Middletown native, Shelby Jose, 15, is going into its high school.
"Middletown has always been very welcoming of people with disabilities," said her mother Sabrina Jose. But, Shelby's mom says her special needs student is being discriminated against by the school.
When Jose wrote about it on her Facebook page, the post took off with more than a thousand comments from many people expressing anger, vitriol, venom, and disgust on both sides of a complex issue.
"When we saw this, we were surprised because it also wasn't accurate," said Middletown Unified School District Superintendent Catherine Stone.

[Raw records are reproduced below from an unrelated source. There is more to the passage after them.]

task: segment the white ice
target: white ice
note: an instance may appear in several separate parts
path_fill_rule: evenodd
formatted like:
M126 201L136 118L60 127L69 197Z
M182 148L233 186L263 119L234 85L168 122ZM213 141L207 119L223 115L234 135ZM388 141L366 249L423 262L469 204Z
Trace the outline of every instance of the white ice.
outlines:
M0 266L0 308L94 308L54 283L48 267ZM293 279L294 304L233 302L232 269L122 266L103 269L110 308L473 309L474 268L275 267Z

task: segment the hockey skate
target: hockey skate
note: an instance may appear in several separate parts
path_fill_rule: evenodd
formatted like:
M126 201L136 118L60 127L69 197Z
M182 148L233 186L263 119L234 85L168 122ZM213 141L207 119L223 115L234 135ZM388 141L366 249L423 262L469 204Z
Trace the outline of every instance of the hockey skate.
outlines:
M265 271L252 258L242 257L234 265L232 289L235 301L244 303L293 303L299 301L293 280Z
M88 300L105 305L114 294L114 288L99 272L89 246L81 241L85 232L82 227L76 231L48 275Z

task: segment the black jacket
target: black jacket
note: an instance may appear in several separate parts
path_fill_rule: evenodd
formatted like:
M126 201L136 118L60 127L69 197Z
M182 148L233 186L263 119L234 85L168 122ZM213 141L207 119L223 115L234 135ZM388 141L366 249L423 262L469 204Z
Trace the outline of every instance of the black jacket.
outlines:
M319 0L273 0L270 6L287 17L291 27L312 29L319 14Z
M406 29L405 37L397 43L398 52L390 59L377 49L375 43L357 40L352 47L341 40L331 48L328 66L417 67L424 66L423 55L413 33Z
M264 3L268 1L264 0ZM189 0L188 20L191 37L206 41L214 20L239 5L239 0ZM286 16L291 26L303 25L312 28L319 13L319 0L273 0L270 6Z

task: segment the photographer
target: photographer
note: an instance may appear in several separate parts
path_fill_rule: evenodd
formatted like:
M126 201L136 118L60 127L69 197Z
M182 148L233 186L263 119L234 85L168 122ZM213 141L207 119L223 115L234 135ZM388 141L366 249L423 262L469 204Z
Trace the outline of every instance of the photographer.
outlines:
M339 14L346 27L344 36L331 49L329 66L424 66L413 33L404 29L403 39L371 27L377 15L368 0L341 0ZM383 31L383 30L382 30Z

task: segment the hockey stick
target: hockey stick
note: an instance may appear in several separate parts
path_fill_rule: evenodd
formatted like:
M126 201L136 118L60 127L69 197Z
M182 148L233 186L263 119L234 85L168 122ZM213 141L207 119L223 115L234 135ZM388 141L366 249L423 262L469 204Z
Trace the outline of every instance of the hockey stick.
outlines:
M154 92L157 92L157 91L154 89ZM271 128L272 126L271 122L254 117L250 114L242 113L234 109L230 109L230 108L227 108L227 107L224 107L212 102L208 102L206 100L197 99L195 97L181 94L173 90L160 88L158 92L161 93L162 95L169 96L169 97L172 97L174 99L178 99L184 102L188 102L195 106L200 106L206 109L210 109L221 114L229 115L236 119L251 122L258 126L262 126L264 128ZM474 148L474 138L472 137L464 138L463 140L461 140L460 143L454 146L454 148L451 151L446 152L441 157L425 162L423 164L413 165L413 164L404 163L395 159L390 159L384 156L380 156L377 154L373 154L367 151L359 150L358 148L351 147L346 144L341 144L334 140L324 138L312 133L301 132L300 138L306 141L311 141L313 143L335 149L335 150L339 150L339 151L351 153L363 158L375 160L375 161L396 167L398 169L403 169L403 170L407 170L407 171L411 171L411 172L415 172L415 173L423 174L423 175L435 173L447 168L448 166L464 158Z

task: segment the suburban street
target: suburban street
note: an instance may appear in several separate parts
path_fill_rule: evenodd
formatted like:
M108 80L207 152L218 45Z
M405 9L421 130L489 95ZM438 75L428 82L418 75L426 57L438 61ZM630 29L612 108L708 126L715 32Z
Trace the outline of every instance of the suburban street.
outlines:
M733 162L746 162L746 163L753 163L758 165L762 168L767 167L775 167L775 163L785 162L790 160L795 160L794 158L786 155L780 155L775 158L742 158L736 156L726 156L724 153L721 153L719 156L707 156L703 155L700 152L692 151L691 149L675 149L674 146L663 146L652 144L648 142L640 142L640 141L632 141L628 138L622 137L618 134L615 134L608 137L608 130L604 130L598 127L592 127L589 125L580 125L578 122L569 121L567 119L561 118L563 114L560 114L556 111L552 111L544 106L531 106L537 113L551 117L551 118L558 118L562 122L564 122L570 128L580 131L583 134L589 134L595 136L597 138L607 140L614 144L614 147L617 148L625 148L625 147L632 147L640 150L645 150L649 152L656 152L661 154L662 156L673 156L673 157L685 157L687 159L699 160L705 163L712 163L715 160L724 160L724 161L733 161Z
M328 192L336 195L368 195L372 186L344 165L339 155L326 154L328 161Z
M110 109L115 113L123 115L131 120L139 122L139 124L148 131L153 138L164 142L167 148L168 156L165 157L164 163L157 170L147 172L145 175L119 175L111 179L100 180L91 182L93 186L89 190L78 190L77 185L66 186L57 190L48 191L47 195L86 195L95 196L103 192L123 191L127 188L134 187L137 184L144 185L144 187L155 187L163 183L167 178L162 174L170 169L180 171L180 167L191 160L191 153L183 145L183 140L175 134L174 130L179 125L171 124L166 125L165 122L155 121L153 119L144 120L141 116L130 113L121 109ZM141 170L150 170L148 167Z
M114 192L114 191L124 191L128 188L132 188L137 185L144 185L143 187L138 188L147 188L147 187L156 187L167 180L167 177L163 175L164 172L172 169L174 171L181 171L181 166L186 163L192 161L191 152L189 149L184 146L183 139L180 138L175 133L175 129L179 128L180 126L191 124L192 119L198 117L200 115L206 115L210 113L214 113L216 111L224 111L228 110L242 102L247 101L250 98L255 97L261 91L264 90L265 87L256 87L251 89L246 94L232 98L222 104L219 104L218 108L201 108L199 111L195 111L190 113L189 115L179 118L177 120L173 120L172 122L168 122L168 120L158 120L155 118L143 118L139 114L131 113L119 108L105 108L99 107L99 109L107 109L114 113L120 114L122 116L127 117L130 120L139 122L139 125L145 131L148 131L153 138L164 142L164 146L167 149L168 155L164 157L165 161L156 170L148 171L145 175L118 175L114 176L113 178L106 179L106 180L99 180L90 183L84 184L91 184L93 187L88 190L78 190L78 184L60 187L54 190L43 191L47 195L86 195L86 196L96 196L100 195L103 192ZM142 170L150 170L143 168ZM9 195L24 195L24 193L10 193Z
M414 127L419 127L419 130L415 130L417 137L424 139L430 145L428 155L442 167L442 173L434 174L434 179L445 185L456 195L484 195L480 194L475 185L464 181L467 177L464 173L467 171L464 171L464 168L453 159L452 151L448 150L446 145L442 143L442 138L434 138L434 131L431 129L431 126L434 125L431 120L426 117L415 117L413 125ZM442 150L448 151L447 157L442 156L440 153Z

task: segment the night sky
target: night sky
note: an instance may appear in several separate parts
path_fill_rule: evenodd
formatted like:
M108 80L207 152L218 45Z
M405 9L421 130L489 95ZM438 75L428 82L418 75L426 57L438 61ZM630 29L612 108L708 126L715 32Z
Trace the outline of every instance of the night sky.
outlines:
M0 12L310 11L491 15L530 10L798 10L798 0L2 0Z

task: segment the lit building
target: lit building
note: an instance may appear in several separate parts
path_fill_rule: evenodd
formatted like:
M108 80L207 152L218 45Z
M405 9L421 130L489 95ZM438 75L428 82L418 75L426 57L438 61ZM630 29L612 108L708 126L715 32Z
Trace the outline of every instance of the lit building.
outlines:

Shelby has been a cheerleader for a non-school youth football league for the last four years. The high school placed Shelby, along with some other freshman girls, on the stadium cheer team, limited to home games only.
"She could not go to Anaheim, she couldn't go to away games and she couldn't ride the bus or a van," said Jose.
A cheering camp is held in Anaheim for high-level cheerleaders on the so-called "performance team."
"They had tryouts and she did not qualify along with a number of other girls who tried out. It's not just her," said Stone.
Since not enough girls signed up for the stadium cheer team, the school elevated Shelby to the cheerleading squad where members do ride the bus to away games.
But, Shelby's mom, a self-proclaimed, aggressive, long time, special needs advocate, ended up having words with the coach.
"Several phones calls included her telling me that in Georgia, they don't have really include someone like Shelby on the team," Jose said. "And I said, 'Well, this is California."
Ultimately, Jose withdrew her daughter from the junior varsity team.
"Yeah, I pulled my kid from the junior varsity team that she put her on because I don't want my child spending that much time with someone who is being forced to be around her," the mother said.
"That is not true for the coach. The coach welcomes all kids, likes all kids," said Stone. "She's one of our special education aides."
Some Facebook posts blamed the mother for using her disabled daughter for her own purposes. There were even allegations that Shelby wasn't included because the coach wants to win a state cheerleading title.
"I think she doesn't know what to do with Shelby," said Jose. However, the superintendent says, "We welcome these children and, in fact, we have some on our other teams, like our football team. We never want to be accused of not including all our kids. We're proud of our track record with that."
So far, Facebook seems to be the only winner.
"That is the problem with social media. you get a partial sign, you get a partial picture of something and it's human nature to say, 'Ahh, we have to defend people who are being mistreated,'" Stone said. "It becomes this big thing when it could have just been a conversation and taken care of.
Jose says she wants an apology from the school before any conversation begins.